You won’t be singing along with Kenny Loggins at the end but you will be moved by this personal journey in a very constrictive and old fashioned society.



Mereb, played by Levan Gelbakhiani is a dancer in training committed to making it into the national dance company in Georgia.  He is disciplined and hard working and trying so hard to be good – a good dancer, good son, good to his girlfriend, responsible financially and even polite on public transport.  There’s a lot of tension building and pressure to be strong as the tradition of Georgian Dance conveys the spirit of the nation.  

When Gelbakhiani is on the screen you don’t really need to read the subtitles, his face conveys all the emotion necessary and tells Mereb’s story beautifully.  His eyes show the determination of a dancer trying to compete with himself and please others and when he smiles in rare moments of happiness you feel the sun radiating on you. 

Like all dancers he tells the story with his body and when his shoulders slump with disappointment you feel the weight of it.  He has a tough life, in a very judgemental environment.

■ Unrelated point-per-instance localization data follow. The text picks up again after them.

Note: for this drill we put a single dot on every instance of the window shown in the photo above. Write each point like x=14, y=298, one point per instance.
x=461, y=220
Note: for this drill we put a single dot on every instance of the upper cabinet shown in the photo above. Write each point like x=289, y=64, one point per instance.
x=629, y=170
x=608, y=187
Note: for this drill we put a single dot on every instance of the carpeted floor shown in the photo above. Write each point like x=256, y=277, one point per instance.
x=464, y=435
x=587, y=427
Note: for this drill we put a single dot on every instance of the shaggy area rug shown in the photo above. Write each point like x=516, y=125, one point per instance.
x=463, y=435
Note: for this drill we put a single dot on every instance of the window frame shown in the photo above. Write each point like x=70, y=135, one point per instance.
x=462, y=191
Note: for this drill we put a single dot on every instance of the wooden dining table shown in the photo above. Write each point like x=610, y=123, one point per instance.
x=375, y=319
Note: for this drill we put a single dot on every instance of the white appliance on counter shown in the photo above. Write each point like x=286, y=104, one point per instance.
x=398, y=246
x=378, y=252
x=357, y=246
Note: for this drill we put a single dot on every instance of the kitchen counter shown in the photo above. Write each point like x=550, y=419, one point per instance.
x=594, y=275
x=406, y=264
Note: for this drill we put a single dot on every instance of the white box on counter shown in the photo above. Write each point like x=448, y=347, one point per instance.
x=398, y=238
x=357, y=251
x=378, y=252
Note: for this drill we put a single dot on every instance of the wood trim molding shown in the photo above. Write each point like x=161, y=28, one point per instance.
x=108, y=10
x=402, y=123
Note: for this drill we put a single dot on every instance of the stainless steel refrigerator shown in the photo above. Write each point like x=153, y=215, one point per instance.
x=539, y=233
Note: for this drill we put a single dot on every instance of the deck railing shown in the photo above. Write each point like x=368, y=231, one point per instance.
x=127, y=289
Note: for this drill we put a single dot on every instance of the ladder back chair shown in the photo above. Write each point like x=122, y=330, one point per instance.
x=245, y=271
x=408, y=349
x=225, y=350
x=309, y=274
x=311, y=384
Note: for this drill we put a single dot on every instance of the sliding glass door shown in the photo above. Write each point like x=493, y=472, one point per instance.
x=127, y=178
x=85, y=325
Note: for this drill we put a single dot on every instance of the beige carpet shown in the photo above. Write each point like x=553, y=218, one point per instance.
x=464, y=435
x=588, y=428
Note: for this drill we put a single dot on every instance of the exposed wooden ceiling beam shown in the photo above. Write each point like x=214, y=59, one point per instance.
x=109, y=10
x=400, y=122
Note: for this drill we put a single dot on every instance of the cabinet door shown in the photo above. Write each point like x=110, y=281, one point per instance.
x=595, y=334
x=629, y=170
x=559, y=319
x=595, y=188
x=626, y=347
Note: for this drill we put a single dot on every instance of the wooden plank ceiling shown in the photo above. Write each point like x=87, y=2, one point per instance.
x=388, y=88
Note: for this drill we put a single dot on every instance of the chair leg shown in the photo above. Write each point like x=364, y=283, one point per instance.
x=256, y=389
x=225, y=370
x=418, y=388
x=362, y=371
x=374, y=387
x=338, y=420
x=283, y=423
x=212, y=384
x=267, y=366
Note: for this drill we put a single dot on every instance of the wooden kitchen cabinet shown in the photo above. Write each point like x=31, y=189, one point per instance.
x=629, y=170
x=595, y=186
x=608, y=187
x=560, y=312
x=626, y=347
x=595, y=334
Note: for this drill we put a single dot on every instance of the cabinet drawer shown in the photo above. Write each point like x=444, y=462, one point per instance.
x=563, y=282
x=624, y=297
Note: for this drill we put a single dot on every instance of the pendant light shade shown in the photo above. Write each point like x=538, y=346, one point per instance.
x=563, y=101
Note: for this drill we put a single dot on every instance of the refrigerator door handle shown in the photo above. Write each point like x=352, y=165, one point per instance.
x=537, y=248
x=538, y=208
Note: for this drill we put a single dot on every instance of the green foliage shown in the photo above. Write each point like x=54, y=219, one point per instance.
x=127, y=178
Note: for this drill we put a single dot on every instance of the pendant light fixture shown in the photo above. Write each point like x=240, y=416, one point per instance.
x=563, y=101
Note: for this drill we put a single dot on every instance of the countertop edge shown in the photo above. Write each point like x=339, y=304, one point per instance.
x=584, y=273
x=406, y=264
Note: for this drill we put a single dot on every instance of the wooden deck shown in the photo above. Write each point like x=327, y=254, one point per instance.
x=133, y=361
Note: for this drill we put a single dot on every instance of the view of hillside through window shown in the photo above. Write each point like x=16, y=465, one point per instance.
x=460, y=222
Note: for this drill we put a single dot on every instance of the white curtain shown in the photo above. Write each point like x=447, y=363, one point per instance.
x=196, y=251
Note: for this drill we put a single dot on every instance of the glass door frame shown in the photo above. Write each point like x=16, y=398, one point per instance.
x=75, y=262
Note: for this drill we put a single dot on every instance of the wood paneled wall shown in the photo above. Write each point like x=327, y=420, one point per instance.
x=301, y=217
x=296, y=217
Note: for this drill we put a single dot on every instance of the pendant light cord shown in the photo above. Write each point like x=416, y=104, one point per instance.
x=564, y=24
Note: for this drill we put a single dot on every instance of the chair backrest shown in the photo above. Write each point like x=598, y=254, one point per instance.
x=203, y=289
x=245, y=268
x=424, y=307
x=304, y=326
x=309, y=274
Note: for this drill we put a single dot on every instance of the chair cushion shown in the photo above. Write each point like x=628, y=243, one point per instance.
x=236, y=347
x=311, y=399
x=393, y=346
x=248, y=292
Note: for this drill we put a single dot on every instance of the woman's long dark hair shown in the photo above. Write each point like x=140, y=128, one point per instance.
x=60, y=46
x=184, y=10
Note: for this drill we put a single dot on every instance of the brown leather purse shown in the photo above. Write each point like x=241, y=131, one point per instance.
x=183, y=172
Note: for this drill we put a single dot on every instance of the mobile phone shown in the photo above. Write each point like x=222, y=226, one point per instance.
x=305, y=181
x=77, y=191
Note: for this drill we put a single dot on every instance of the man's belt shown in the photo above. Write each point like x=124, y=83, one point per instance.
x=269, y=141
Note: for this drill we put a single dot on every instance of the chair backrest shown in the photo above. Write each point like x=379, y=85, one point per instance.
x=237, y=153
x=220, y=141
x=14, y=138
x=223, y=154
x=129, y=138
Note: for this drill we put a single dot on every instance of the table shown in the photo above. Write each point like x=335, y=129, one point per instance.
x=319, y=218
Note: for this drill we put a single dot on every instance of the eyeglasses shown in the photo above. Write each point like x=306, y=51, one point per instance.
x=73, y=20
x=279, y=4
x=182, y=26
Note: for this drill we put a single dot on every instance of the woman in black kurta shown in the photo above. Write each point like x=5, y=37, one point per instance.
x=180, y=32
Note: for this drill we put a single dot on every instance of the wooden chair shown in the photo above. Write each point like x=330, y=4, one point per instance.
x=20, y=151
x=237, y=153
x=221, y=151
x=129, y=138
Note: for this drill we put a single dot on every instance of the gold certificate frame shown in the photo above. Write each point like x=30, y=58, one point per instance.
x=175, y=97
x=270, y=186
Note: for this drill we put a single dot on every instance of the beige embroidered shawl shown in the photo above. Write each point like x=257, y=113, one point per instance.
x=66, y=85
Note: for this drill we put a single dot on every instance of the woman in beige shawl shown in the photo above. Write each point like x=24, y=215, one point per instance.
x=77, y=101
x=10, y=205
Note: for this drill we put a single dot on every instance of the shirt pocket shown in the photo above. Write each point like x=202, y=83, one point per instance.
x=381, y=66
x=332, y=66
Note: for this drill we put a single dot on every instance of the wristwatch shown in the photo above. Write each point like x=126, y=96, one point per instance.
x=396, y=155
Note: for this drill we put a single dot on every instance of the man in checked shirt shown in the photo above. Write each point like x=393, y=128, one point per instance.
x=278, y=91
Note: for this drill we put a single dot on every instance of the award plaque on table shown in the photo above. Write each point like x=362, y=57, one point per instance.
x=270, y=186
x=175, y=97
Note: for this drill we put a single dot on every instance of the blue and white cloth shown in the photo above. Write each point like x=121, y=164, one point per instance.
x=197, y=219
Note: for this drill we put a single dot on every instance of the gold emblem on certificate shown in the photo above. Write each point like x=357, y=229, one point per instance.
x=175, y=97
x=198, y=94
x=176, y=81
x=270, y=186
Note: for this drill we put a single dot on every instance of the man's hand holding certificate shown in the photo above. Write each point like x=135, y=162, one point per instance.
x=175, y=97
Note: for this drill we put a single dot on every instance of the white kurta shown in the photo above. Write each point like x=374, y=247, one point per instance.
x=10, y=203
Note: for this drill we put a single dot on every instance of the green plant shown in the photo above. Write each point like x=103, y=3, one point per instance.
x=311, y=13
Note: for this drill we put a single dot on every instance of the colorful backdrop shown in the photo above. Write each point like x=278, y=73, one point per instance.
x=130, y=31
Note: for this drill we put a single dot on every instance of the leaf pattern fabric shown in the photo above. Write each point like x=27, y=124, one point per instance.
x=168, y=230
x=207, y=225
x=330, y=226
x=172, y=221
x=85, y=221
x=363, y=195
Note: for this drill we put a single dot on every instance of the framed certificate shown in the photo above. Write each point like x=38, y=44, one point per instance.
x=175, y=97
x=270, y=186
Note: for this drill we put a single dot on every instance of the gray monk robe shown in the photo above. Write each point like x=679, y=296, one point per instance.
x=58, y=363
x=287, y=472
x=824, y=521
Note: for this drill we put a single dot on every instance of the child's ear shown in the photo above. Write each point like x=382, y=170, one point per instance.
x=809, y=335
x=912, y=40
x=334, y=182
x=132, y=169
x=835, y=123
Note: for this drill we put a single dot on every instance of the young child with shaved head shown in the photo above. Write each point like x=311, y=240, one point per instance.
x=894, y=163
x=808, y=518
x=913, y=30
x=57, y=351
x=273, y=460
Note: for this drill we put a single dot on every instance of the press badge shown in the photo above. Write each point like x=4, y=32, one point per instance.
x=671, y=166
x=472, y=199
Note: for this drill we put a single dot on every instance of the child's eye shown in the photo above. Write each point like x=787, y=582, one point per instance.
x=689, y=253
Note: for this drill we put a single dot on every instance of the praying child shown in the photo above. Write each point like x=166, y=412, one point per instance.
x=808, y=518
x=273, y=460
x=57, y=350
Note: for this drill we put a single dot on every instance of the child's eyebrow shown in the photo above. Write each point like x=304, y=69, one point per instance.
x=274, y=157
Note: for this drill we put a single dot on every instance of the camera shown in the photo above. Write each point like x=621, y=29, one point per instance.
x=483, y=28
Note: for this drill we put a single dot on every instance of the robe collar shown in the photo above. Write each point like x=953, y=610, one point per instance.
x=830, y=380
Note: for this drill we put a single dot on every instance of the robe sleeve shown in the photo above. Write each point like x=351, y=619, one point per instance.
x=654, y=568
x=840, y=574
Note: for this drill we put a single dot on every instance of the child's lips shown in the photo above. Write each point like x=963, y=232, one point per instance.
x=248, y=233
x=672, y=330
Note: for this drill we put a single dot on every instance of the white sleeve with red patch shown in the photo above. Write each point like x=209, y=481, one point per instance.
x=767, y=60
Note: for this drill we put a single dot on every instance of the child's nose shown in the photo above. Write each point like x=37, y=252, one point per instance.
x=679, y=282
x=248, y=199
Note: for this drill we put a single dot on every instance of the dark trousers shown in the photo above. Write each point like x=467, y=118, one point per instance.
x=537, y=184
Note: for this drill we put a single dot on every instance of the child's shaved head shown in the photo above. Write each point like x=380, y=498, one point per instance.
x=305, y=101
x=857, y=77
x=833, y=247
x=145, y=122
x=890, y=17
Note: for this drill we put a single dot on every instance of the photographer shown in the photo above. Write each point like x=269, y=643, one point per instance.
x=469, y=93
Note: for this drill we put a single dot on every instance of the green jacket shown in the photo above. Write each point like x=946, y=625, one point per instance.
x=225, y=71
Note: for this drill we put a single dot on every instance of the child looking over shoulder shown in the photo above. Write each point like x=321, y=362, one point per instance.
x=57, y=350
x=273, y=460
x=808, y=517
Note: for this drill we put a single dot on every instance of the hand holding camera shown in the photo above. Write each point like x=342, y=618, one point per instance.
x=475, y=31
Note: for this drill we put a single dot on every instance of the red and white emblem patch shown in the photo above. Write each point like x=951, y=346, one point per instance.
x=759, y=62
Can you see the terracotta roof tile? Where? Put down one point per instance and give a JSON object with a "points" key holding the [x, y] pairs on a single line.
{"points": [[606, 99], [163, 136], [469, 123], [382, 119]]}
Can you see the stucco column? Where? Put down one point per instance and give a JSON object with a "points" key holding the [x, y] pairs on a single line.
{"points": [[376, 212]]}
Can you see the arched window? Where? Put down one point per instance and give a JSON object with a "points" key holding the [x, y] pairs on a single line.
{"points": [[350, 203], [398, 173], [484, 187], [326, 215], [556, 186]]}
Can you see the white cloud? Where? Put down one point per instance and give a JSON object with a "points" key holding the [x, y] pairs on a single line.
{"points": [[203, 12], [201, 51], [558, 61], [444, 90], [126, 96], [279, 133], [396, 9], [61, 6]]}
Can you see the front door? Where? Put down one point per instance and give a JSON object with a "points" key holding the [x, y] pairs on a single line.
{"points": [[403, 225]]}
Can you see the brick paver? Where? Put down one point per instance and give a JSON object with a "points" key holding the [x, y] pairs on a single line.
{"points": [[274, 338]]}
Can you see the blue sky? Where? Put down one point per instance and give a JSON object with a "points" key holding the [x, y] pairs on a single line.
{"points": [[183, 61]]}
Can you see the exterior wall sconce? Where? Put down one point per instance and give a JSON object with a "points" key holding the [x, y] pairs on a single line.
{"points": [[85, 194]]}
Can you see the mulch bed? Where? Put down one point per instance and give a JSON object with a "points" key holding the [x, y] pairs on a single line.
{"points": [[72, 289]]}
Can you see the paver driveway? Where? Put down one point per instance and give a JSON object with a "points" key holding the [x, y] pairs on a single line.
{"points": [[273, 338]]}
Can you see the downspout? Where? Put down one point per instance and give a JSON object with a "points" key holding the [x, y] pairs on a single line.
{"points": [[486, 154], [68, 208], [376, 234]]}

I don’t want to give too much of the story away but to understand the importance of this movie, you first must know that in Georgia, being LGBTQ+ only became legal in 2000.  Society is very much traditional, patriarchal, conservative and homophobic.  When this movie premiered in Georgia, ticket holders had to pass through protesters to enter the cinema.

“And Then We Danced”, is a very beautiful movie about finding yourself.  It’s a familiar story told in a new environment that really reaches you.  It’s a wake up to the western world that we have come so far but the battle for acceptance of sexual diversity really has such a long way to come in many societies.

Spoiler alert, just like in all dance movies, the dance scene at the end is strong and powerful and you will cheer him on.